The Internationale, sung and interpreted by Billy Bragg


But hark – what’s this on the horizon?  Crikey, if I didn’t know any better, it appears to be the sound of some grass roots – and they seem to be organising!  What’s more, they’ve knocked this pesky “thanks for the revolt, people, you can go back home – I’m in charge now” issue on the head by having minimal organising and no leaders!  Step forward the “We Are The 99%” movement, previously known as the Arab Spring, the British Summer (always stormy, that one) and demonstrations in Greece, Italy, Spain and so on.  In one sense, the powers-that-be (but, very, very hopefully that-won’t-be-much-longer) were right.  Educating the masses and then letting them communicate with each other is a no-no if you want to stay holding onto your cash cow.  Especially when those who have just been educated realise that they have no shiny pot of gold and a company BMW at the end of their hard work and ridiculously huge student debt.

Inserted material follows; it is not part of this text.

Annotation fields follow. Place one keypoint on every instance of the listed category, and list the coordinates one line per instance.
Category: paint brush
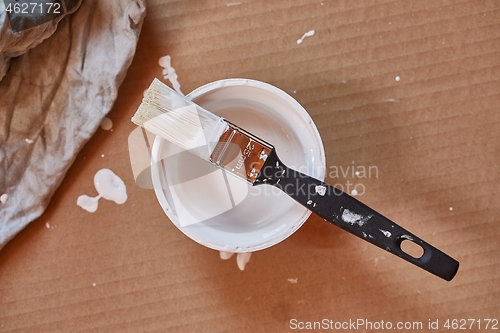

Obviously, it’s early days.  I hope fervently, however, that the seeds have been sown.  It’s one thing to have some bunch of robber barons at the top of a pile that, at least, has a reasonable amount of affluence.  One can overlook the fact that some have a huge portion of the pie if the sliver you have still represents some comfort and an acceptable standard of living.  It’s quite another for the political wing ofthe City to pass around more champagne and roast cherub to their mates, then tells the rest of us that there will be a mouldy crust for the rest of us to share (all of these food references – I’m getting hungry, now) because times are hard but hey “we’re all in this together”.

So I raise a glass to the future, whilst hoping and praying that, this time, we get it right.  Does clenched-fist salute and exits to the strains of “Won’t Get Fooled Again”.